Catalypt LogoCatalypt.ai

Industry Focus

Developer Options

Resources

Back to Blog

How I Caught AI Copy-Pasting from Stack Overflow (And Built a Detection System)

2025-07-10T00:00:00.000Z Catalypt AI Team ai-first

The pull request looked great. Complex sorting algorithm, clean implementation, even had comments. One problem: I'd seen this exact code before. Right down to the variable named tempVar and the comment "//TODO: optimize this later".

It was the top Stack Overflow answer.

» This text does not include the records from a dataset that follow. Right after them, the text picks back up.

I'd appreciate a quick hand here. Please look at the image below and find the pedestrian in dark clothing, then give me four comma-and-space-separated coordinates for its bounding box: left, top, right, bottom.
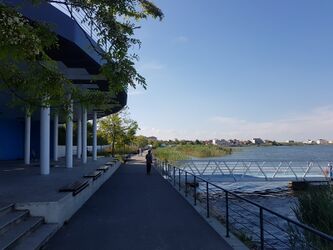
145, 150, 153, 175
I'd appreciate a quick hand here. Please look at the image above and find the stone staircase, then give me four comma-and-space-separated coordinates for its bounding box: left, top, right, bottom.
0, 203, 59, 250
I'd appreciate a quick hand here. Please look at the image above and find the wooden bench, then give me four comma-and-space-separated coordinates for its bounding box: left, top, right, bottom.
83, 170, 102, 181
59, 179, 89, 196
97, 165, 109, 172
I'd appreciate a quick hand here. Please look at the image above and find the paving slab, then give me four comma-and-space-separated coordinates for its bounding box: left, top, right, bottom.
0, 157, 113, 203
46, 159, 233, 250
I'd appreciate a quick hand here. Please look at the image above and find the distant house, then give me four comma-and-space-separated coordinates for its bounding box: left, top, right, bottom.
229, 139, 241, 146
286, 140, 295, 143
252, 138, 264, 145
317, 139, 329, 145
213, 139, 230, 146
304, 139, 316, 145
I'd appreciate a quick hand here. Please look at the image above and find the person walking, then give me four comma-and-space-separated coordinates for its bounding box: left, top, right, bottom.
145, 150, 153, 175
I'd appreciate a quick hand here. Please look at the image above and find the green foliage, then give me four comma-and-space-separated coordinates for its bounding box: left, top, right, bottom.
154, 147, 188, 163
134, 135, 148, 148
154, 145, 232, 163
0, 1, 163, 114
98, 108, 139, 155
291, 186, 333, 249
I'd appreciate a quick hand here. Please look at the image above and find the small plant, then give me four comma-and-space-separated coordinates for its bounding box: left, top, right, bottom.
291, 186, 333, 249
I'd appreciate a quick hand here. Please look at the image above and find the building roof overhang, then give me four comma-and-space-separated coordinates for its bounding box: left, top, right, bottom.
2, 0, 127, 119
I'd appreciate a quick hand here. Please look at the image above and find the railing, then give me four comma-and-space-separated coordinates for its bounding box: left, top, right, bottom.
155, 160, 333, 250
176, 159, 333, 182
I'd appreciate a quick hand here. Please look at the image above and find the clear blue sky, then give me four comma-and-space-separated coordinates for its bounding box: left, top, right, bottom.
127, 0, 333, 141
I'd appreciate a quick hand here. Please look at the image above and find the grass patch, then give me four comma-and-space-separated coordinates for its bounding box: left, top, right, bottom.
154, 145, 232, 163
291, 186, 333, 249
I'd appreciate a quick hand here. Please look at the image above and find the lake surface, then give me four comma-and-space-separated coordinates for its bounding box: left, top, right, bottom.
198, 145, 333, 248
217, 145, 333, 161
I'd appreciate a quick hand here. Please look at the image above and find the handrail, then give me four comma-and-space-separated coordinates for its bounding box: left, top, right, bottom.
178, 159, 333, 162
178, 166, 333, 241
176, 159, 333, 181
156, 160, 333, 248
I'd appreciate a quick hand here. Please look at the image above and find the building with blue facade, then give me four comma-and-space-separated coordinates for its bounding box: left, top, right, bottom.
0, 0, 127, 173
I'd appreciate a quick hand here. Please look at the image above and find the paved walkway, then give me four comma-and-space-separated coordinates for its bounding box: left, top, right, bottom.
0, 157, 112, 203
46, 158, 233, 250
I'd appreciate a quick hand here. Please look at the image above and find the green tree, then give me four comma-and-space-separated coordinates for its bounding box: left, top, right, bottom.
0, 1, 163, 114
98, 109, 139, 155
134, 135, 148, 148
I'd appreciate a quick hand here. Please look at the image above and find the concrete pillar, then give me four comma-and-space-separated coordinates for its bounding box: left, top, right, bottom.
82, 107, 87, 164
77, 111, 82, 159
24, 113, 31, 165
53, 113, 58, 162
92, 111, 97, 161
40, 106, 50, 175
65, 101, 73, 168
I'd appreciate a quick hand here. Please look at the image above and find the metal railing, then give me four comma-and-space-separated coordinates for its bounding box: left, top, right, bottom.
176, 159, 333, 182
155, 160, 333, 250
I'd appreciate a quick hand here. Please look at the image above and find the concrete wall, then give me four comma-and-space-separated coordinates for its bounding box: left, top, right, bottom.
16, 162, 120, 225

From 2019. Complete with the same typo in the comments.

The First Red Flag

// The PR submission
function quickSort(arr) {
  if (arr.length <= 1) return arr;
  
  const pivot = arr[0];
  const left = [];
  const right = [];
  
  // TODO: optimize this later
  for (let i = 1; i < arr.length; i++) {
    if (arr[i] < pivot) {
      left.push(arr[i]);
    } else {
      right.push(arr[i]);  // Fixed tpyo here
    }
  }
  
  const tempVar = [...quickSort(left), pivot, ...quickSort(right)];
  return tempVar;
}

Googled "quicksort javascript tempVar" - first result, exact match. Even the weird spacing in the comment.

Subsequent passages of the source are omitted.